FDAが古典的ホジキンリンパ腫にペムブロリズマブを拡大承認

FDAが古典的ホジキンリンパ腫にペムブロリズマブを拡大承認

2020年10月14日、米国食品医薬品局(FDA)は、以下の適応症に対してペムブロリズマブ(販売名:キイトルーダ、Merck Sharp & Dohme Corp.社)の承認を拡大した。

・再発または難治性の古典的ホジキンリンパ腫(cHL)の成人患者

・難治性古典的ホジキンリンパ腫、または2回以上の前治療歴を有する再発古典的ホジキンリンパ腫の小児患者

承認は、1回以上の多剤併用化学療法による前治療歴を有する再発または難治性古典的ホジキンリンパ腫の成人患者304人を対象とした無作為化非盲検第III相試験、KEYNOTE-204(NCT02684292)に基づくものである。患者はペムブロリズマブ200 mgを3週間ごとに投与する群とブレンツキシマブ・ベドチン(BV)1.8 mg/kgを3週間ごとに最長2年間投与する群のいずれかに1:1に無作為に割り付けられた。

有効性は、盲検化の上、独立した中央判定により無増悪生存期間(PFS)に基づいて評価された。PFSは、ペムブロリズマブ群で有意に長かった。PFS中央値は、ペムブロリズマブ群で13.2カ月(95%信頼区間[CI]:10.9~19.4)、ブレンツキシマブ・ベドチン(BV)群で8.3カ月(95%CI:5.7~8.8)で、ハザード比は0.65(95%CI:0.48~0.88、p=0.0027)であった。

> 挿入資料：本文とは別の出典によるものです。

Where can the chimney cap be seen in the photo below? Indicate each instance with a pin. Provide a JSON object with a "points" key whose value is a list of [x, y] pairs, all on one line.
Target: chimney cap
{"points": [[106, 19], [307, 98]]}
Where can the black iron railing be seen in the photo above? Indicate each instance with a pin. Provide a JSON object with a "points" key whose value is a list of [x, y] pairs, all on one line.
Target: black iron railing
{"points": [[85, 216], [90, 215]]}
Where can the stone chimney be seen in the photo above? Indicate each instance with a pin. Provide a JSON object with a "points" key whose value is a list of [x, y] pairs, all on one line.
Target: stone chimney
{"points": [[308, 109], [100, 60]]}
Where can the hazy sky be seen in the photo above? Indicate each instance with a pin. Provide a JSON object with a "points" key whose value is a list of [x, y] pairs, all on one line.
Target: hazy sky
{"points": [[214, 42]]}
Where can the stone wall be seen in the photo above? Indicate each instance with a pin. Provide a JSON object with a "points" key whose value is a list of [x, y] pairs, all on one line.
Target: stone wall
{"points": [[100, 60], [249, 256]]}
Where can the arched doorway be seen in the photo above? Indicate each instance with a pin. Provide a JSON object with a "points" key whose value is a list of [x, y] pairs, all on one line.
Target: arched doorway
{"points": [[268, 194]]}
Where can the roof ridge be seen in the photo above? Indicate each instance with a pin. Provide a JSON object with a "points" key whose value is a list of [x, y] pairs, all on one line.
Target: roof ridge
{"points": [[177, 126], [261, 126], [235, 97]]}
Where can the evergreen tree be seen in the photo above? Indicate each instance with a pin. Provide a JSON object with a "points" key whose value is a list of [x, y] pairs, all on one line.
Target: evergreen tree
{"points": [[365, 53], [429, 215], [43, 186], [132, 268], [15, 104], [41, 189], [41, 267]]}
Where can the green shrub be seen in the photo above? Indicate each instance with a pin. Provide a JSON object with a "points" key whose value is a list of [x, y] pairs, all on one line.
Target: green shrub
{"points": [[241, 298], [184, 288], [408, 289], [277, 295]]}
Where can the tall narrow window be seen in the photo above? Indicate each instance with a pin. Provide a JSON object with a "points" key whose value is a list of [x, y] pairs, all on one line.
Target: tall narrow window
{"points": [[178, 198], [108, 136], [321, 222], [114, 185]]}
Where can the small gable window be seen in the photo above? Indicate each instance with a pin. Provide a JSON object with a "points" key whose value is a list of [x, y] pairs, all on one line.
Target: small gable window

ペムブロリズマブ群の30%に重篤な副作用が発現した。患者の1%以上に認められた重篤な副作用は、肺臓炎、肺炎、発熱、心筋炎、急性腎障害、発熱性好中球減少症、敗血症であった。

ペムブロリズマブ群の20%以上に発現した副作用は、上気道感染、筋骨格痛、下痢、咳、発熱、疲労、発疹であった。患者の38%に全身性副腎皮質テロイド薬を必要とする副作用が認められ、そのうち11%に肺炎が含まれていた。

悪性リンパ腫患者に対するペムブロリズマブの推奨用量は、成人では200 mgを3週間ごと、または400mgを6週間ごとに静脈内投与、小児では2 mg/kg(最大200 mg)を3週間ごとに静脈内投与し、最長2年間まで継続する。

キイトルーダの全処方情報はこちらを参照。(*日本語の添付文書はこちらを参照)

FDAは、Project Orbisの一環として、オーストラリア医薬品行政局(TGA)およびカナダ保健省(HC)と共同で申請を審査した。TGAおよびHCについては申請の審査が継続中である。本審査には、FDAの評価を円滑に進めるために、申請者が自発的に申請を行うAssessment Aidが使用された。

本申請は、オーファンドラッグ(希少疾病用医薬品)、画期的治療薬および優先審査に指定された。FDAの迅速承認プログラムに関する情報は「企業向けガイダンス:重篤疾患のための迅速承認プログラム-医薬品およびバイオ医薬品」(Guidance for Industry: Expedited Programs for Serious Conditions-Drugs and Biologics)に記載されている。